The aaa authentication login default group local tacacs+ command specifies the use of the local database first. The local database will always be available, and the router will never try to use the TACACS+ server.
The aaa authentication login default group tacacs+ none command specifies the use of the TACACS+ server first. If the TACACS+ server is unavailable, the next method, none, will be used. When none is specified as an authentication method, no authentication will be used and everyone will have access to the router.
The aaa authentication login default group tacacs+ command specifies the use of the TACACS+ server only. If the TACACS+ server is unavailable, authentication will fail.
Objective: Describe and configure Cisco IOS IPS.
Sub-objective: Configure Cisco IOS IPS using SDM.
Single answer, multiple-choice
You have configured a Cisco IOS Intrusion Protection System (IPS) using the Cisco Router and Security Device Manager (SDM). You are required to configure the Cisco IPS to create a dynamic access list entry to block all traffic matching the IP Localhost Source Spoof signature. Which action should you assign to the signature?
You should set the denyAttackerInline action.
Cisco IPS provides many actions that can be taken when a traffic pattern matches a signature. Depending on the nature of the signature, you can set the action to:
* alarm - Generate an alarm message.
* denyAttackerInline - Create an ACL that denies all traffic from the IP address that the Cisco IOS IPS system considers to be the source of the attack.

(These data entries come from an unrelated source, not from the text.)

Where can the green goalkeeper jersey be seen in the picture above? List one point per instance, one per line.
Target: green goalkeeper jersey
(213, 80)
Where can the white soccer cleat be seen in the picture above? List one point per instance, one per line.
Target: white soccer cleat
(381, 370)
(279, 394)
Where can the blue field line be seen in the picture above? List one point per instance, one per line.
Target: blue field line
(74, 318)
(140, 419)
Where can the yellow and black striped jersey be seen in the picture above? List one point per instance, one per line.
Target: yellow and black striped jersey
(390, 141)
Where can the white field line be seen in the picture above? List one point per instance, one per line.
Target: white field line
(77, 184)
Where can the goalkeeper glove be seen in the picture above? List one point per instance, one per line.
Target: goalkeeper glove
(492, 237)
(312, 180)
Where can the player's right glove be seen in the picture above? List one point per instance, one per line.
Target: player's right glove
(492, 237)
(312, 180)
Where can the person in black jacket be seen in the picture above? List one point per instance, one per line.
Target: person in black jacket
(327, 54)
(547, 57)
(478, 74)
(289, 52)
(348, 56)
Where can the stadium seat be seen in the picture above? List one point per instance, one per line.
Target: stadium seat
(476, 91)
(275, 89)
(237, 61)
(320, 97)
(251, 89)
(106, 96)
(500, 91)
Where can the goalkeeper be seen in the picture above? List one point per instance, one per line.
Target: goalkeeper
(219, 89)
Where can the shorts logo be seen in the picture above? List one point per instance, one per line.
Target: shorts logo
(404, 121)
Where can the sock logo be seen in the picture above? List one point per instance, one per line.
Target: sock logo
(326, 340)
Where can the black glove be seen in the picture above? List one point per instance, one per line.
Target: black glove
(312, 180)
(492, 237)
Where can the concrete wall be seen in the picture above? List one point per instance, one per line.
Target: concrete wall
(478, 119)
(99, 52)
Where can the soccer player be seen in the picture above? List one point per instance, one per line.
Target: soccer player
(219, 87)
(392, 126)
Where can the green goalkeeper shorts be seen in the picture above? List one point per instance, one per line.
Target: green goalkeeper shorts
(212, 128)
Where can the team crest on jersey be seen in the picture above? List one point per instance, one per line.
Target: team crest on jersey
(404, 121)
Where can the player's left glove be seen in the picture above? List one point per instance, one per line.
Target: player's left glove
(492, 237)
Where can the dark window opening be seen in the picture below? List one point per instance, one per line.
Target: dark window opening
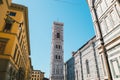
(87, 67)
(56, 46)
(12, 14)
(59, 57)
(7, 27)
(56, 56)
(1, 1)
(16, 48)
(2, 46)
(58, 35)
(59, 46)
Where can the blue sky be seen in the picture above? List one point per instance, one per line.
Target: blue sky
(78, 27)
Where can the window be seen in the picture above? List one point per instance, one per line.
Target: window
(99, 10)
(7, 27)
(103, 65)
(3, 43)
(115, 68)
(103, 5)
(103, 27)
(1, 1)
(115, 17)
(12, 14)
(87, 67)
(56, 56)
(8, 24)
(15, 52)
(18, 54)
(59, 46)
(59, 57)
(108, 22)
(58, 35)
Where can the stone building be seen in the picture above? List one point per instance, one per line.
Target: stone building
(37, 75)
(69, 73)
(57, 52)
(15, 63)
(106, 19)
(86, 62)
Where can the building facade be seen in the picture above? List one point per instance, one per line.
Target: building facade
(15, 63)
(57, 52)
(37, 75)
(69, 73)
(86, 62)
(106, 19)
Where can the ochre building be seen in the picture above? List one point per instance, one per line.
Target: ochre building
(37, 75)
(15, 63)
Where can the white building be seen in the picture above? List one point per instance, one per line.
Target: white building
(86, 62)
(57, 61)
(106, 19)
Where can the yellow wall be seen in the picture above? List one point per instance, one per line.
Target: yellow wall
(13, 35)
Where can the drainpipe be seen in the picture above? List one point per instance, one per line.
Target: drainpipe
(102, 43)
(81, 65)
(96, 61)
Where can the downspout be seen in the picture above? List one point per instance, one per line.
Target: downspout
(81, 65)
(102, 43)
(96, 61)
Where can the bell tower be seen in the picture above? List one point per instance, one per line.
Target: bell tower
(57, 60)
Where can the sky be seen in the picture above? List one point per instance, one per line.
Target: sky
(78, 28)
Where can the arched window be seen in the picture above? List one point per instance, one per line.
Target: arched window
(59, 57)
(55, 56)
(87, 67)
(58, 35)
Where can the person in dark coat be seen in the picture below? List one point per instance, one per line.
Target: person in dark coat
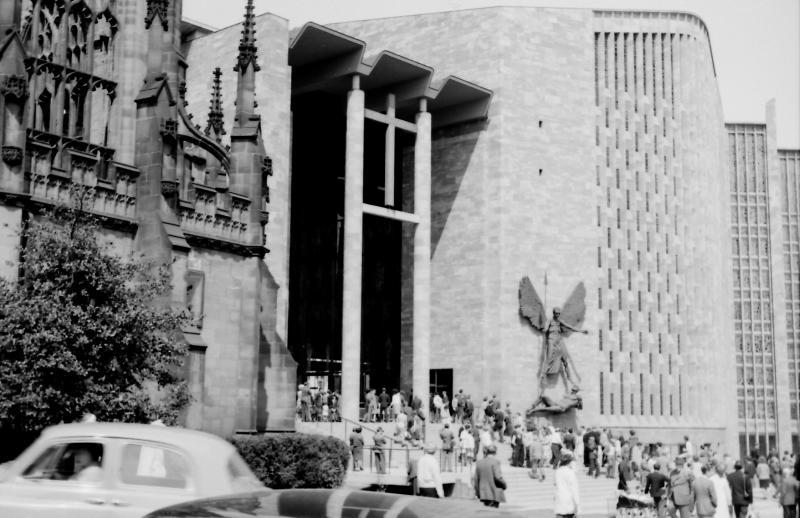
(625, 474)
(357, 449)
(657, 486)
(741, 490)
(380, 453)
(488, 480)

Same as deny-attacker-inline.
* deny-connection-inline - Drop the packet and all future packets on this TCP flow.
* deny-packet-inline - Do not transmit this packet (inline only). Same as drop.
* denyFlowInline - Create an ACL that denies all traffic belonging to the 5-tuple (src ip, src port, dst ip, dst port and l4 protocol) from the IP address that is considered the source of the attack.
* drop - Drop the offending packet. Same as deny-packet-inline.
* reset - Reset the connection and drop the offending packet.
* reset-tcp-connection - Send TCP RESETS to terminate the TCP flow.